Under the accord announced hours earlier among key lawmakers, the Treasury secretary would get $250 billion immediately and could have an additional $100 billion if he certified it was needed, an approach designed to give lawmakers a stronger hand in controlling the unprecedented rescue. The government would take equity in companies helped by the bailout and put rules in place to limit excessive compensation of their executives, according to a draft of the outline obtained by the Associated Press.

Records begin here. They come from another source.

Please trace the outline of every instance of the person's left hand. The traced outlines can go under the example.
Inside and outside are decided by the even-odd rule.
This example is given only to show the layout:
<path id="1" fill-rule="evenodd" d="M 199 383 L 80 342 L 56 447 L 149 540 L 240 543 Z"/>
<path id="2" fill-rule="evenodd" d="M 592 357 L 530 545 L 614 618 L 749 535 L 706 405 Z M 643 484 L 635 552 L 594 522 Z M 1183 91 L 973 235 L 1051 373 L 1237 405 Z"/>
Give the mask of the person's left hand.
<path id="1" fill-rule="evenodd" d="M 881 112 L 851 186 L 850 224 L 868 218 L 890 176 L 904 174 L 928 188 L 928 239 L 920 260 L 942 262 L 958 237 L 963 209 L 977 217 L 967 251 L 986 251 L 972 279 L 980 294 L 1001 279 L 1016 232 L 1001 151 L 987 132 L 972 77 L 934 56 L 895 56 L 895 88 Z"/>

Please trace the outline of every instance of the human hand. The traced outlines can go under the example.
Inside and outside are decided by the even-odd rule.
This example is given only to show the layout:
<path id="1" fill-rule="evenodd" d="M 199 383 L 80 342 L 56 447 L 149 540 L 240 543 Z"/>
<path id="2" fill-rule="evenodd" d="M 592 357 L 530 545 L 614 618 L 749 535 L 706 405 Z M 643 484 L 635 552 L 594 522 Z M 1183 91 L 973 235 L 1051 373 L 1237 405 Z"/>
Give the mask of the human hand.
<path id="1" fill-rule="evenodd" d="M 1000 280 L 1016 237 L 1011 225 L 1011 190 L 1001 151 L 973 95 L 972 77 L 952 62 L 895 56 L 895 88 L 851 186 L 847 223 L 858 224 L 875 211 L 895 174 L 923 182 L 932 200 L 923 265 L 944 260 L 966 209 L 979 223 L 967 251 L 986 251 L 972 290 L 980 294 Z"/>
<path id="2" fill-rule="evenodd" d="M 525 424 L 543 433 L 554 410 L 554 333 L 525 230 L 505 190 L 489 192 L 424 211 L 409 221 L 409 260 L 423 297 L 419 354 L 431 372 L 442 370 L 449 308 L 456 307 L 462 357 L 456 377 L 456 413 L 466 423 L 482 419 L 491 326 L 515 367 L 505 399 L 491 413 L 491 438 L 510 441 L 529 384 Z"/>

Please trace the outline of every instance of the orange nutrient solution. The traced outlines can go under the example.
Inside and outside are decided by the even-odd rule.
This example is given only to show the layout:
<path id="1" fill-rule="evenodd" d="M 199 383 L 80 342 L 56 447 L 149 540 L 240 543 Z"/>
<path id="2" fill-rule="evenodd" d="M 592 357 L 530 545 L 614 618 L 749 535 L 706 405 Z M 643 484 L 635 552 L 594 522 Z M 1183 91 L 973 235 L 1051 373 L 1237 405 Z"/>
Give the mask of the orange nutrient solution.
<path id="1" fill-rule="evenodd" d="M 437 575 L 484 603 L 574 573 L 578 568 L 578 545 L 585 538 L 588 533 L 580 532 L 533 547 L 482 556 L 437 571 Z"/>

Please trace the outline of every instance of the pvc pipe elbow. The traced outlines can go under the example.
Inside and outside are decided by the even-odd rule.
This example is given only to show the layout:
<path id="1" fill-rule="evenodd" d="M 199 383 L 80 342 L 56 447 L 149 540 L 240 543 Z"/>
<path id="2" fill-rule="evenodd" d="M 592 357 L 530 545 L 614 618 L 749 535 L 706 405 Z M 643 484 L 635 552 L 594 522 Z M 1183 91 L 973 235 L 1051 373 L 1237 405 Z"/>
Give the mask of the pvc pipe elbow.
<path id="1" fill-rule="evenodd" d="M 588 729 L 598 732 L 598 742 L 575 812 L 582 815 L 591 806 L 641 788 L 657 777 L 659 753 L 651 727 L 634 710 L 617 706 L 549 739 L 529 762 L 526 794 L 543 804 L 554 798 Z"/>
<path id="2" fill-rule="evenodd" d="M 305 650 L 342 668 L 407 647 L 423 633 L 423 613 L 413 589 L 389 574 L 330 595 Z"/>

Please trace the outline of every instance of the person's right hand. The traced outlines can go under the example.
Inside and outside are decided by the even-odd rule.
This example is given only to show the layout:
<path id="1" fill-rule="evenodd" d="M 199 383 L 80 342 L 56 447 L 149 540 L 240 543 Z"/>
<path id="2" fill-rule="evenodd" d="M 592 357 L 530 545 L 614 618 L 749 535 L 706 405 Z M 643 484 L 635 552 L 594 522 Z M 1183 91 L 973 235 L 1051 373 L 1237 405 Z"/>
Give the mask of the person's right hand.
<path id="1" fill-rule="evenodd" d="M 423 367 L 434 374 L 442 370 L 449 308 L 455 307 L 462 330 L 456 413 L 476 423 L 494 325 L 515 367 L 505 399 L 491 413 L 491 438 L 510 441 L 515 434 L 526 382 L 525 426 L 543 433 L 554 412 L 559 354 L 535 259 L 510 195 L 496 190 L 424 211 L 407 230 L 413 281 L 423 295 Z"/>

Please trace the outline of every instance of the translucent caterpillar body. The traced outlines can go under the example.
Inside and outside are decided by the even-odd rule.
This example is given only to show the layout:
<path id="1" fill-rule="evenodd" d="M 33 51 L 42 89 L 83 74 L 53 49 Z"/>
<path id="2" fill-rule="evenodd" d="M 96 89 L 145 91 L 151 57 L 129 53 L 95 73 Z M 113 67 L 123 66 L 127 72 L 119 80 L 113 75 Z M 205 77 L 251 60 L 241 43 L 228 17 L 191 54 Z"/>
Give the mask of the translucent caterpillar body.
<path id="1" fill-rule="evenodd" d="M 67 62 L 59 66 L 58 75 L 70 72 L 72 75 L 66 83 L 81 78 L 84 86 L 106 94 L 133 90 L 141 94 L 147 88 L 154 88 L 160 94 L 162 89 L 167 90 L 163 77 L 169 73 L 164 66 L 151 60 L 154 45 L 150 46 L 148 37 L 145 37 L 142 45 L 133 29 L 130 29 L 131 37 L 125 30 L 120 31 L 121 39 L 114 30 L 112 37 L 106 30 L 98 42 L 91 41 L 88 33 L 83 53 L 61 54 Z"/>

What form would you like to see any proposed bailout take? A $700 billion taxpayer financed bailout where the government takes over troubled assets, or something more along the lines of the government providing insurance to those companies willing to hold onto the assets?
The Happy Rock says
I was glued to the TV last night, I found it great to see the political machine working well IMO.
Here is my take :
Bush/Paulson were pushing a really crappy plan were it seemed the Fed gets a free check to bailout out whatever companies they deemed worthy and companies got free money and didn’t have to take responsibility. The tax payers got a huge tax liability with which they will buy overpriced junky assets.
Democratics and some republicans agreed with GW in principle, but changed a crappy bill to make it less crappy but putting some more oversight giving smaller blanks checks to the fed so they could periodically check in and then taking profits from the company and giving it back to tax payers and limiting executive pay. Tax payers are still left in similar boats.
The house republicans are looking for a plan that doesn’t make taxpayers pay for the mistakes of huge financial companies. They are saying that 99-1 calls to their office are saying no bailout, they want to get reelected in Nov, so they are listening. That is how the system is designed!! People should have power.
I would like to see a solution that puts more responsibility on the people involved and less on the innocent bi-standards. I would like to see a plan that encourages the private sector invest and one that allows the housing market to correct to a level that Americans can really afford. That includes each of us taking responsibility for not ‘needing’ a 3000 square foot home that we can’t afford. I want the Fed to have less power and I don’t want them printing money to devalue the dollar any further.
From this point, I hope that we get a small plan that holds things over and takes into account more market based solutions rather than socialized solutions and then they will figure the rest out later.
Well said. I am leaning towards something that puts more responsibility on these companies, and not on the taxpayers. I definitely don’t like the $700 billion bailout, and I don’t want the treasury to have free rein to do what they want without oversight – that is key.
The Happy Rock says
I think the Fed’s power and tinkering is part of the problem that caused this mess. We as people(consumers and business) have the energy, determination, brains, and motivation to figure out solutions. Government should be enabling people and solutions not taking control, printing money, wildly changing markets and interest rates, spending much more than they have, etc.
The entire Paulson bailout plan is a bad idea and I hope it never passes. We should let some of these organziations fail and talk to the leading economics in the nation about alternative plans. It the stock market is going to tank, the best thing just may be to let it go and begin rebuilding the economy – rather then slowly bleeding for the next decade.